EU Cohesion policy: Commission supports the development of the Bulgarian research and innovation ecosystem
On 14 January, the Commission published a set of strategic recommendations to 14 newly created research and innovation (R&I) centres, co-funded by the EU Cohesion policy in Bulgaria. The recommendations aim at improving the management and helping the centres reach financial sustainability.
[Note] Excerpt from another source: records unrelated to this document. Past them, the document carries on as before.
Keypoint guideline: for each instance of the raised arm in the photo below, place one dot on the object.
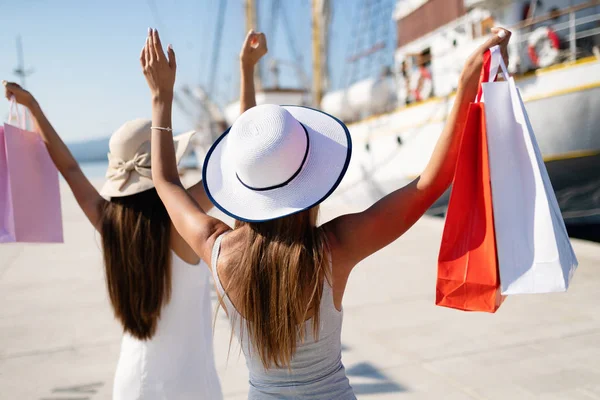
(359, 235)
(85, 193)
(254, 47)
(197, 229)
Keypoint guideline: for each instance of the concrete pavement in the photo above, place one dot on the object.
(58, 339)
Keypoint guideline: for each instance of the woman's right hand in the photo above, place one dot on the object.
(471, 72)
(254, 47)
(21, 95)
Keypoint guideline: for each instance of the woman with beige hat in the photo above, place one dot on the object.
(158, 287)
(280, 277)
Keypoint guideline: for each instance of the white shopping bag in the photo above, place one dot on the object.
(534, 250)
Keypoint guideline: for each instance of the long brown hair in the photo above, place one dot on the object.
(136, 234)
(278, 281)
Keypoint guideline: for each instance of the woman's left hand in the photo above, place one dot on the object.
(21, 95)
(158, 69)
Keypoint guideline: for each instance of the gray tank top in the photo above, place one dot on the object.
(316, 370)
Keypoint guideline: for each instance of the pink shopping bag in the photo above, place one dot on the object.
(29, 190)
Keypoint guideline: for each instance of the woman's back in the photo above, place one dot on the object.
(315, 371)
(178, 361)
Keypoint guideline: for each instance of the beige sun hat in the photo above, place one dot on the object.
(129, 158)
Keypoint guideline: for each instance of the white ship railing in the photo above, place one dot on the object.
(571, 25)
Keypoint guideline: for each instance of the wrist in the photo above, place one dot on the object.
(33, 106)
(246, 67)
(162, 97)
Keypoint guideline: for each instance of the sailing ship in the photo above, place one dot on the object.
(396, 116)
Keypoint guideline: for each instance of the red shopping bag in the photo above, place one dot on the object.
(468, 277)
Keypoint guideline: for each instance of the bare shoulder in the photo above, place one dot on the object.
(342, 263)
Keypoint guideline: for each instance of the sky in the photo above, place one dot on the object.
(85, 54)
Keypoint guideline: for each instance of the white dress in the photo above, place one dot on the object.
(178, 362)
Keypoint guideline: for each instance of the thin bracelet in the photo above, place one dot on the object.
(160, 128)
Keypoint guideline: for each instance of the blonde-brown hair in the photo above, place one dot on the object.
(136, 233)
(278, 282)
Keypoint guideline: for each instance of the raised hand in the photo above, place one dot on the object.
(472, 68)
(254, 47)
(21, 95)
(158, 69)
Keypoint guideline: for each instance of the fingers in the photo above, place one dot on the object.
(172, 60)
(159, 54)
(262, 41)
(249, 38)
(150, 56)
(500, 37)
(143, 56)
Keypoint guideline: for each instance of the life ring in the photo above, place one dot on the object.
(422, 87)
(548, 42)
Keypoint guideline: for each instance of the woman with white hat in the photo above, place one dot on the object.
(281, 278)
(158, 287)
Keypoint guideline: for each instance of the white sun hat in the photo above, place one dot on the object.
(276, 161)
(129, 158)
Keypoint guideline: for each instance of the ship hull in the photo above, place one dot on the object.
(563, 105)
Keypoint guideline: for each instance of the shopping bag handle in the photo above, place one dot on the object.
(492, 61)
(22, 119)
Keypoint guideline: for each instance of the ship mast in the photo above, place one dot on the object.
(320, 25)
(20, 71)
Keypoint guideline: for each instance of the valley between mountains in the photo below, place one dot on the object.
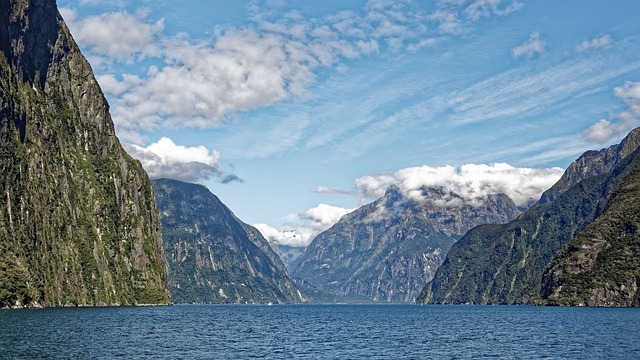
(82, 224)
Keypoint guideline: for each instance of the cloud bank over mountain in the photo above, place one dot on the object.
(471, 181)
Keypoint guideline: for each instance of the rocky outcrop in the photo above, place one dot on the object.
(387, 250)
(504, 264)
(78, 221)
(601, 266)
(593, 163)
(212, 256)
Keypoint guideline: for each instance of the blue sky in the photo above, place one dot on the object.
(294, 112)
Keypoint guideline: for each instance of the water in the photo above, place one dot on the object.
(321, 332)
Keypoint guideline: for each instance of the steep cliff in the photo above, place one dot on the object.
(601, 266)
(78, 221)
(387, 250)
(212, 256)
(593, 163)
(501, 264)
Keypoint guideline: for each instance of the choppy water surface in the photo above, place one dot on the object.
(321, 332)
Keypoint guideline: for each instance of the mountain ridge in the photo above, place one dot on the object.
(384, 251)
(504, 264)
(79, 225)
(212, 256)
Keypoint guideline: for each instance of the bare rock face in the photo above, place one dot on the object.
(387, 250)
(601, 266)
(78, 221)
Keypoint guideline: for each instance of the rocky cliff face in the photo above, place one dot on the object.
(505, 263)
(78, 222)
(387, 250)
(593, 163)
(601, 266)
(212, 256)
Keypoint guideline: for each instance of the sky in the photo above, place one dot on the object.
(296, 112)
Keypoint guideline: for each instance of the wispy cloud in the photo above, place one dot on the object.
(529, 90)
(599, 42)
(535, 45)
(326, 190)
(117, 35)
(269, 61)
(605, 130)
(304, 226)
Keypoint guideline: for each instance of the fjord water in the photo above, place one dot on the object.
(321, 332)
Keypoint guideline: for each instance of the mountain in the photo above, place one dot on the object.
(592, 163)
(212, 256)
(78, 221)
(504, 264)
(601, 266)
(387, 250)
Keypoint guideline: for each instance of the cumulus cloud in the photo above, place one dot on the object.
(304, 228)
(599, 42)
(118, 35)
(605, 131)
(471, 181)
(165, 159)
(533, 46)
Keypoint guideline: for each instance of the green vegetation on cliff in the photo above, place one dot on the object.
(78, 222)
(504, 264)
(212, 256)
(601, 266)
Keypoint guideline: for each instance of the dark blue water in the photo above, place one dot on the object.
(321, 332)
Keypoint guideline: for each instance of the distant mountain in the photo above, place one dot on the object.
(504, 264)
(288, 254)
(601, 266)
(387, 250)
(78, 221)
(212, 256)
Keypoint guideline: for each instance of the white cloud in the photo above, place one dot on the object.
(484, 8)
(457, 16)
(275, 58)
(471, 181)
(605, 131)
(165, 159)
(305, 227)
(117, 35)
(599, 42)
(533, 46)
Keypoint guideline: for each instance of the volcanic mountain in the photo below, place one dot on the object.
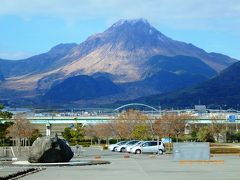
(123, 53)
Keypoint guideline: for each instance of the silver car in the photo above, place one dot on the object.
(149, 147)
(122, 148)
(129, 148)
(113, 147)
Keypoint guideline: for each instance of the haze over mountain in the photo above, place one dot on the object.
(132, 53)
(222, 90)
They were elaborated by a team of internationally renowned experts during 1.5-year-long fieldwork, coordinated by the Joint Research Centre, as well as through exchanges with peers from Spain, Lithuania and Czechia.
They will support the Bulgarian authorities and researchers in strengthening the country's R&I ecosystem, building up capacity for transfer and dissemination of knowledge, and strengthening the cooperation between research institutions and businesses in areas like green and digital transitions as well as in advanced medicine. Cohesion and Reforms Commissioner Elisa Ferreira (pictured) said: “Thanks to EU support, these Centres will provide scientific infrastructure and equipment, making them attractive for young Bulgarian researchers. I urge all actors involved to make use of the experts' work, laying the ground for an efficient and modern research and innovation system.”
Innovation, Research, Culture, Education and Youth Commissioner Mariya Gabriel said: “The EU's investment in the 14 Centres of Competence and Centres of Excellence has a great potential for transformation of the country's economy and its integration in Global Value Chains. I am confident that the findings of the JRC report will be well received by the Centres, and that the government, academia and industry stakeholders will take action to promptly implement its recommendations.”
The initiative has been launched in 2019 and will be extended to other European countries. The Commission is also assisting Member States and regions in designing and implementing their smart specialisation strategies and through the smart specialisation platform. The EU is currently investing €160 million in the centres, in the framework of the 2014-2020 Bulgarian ‘Science and Education for Smart Growth' programme. In 2021-2027 Bulgaria will receive more than €10 billion under Cohesion policy, with a substantial part dedicated to supporting innovation and competitiveness and green and digital transitions.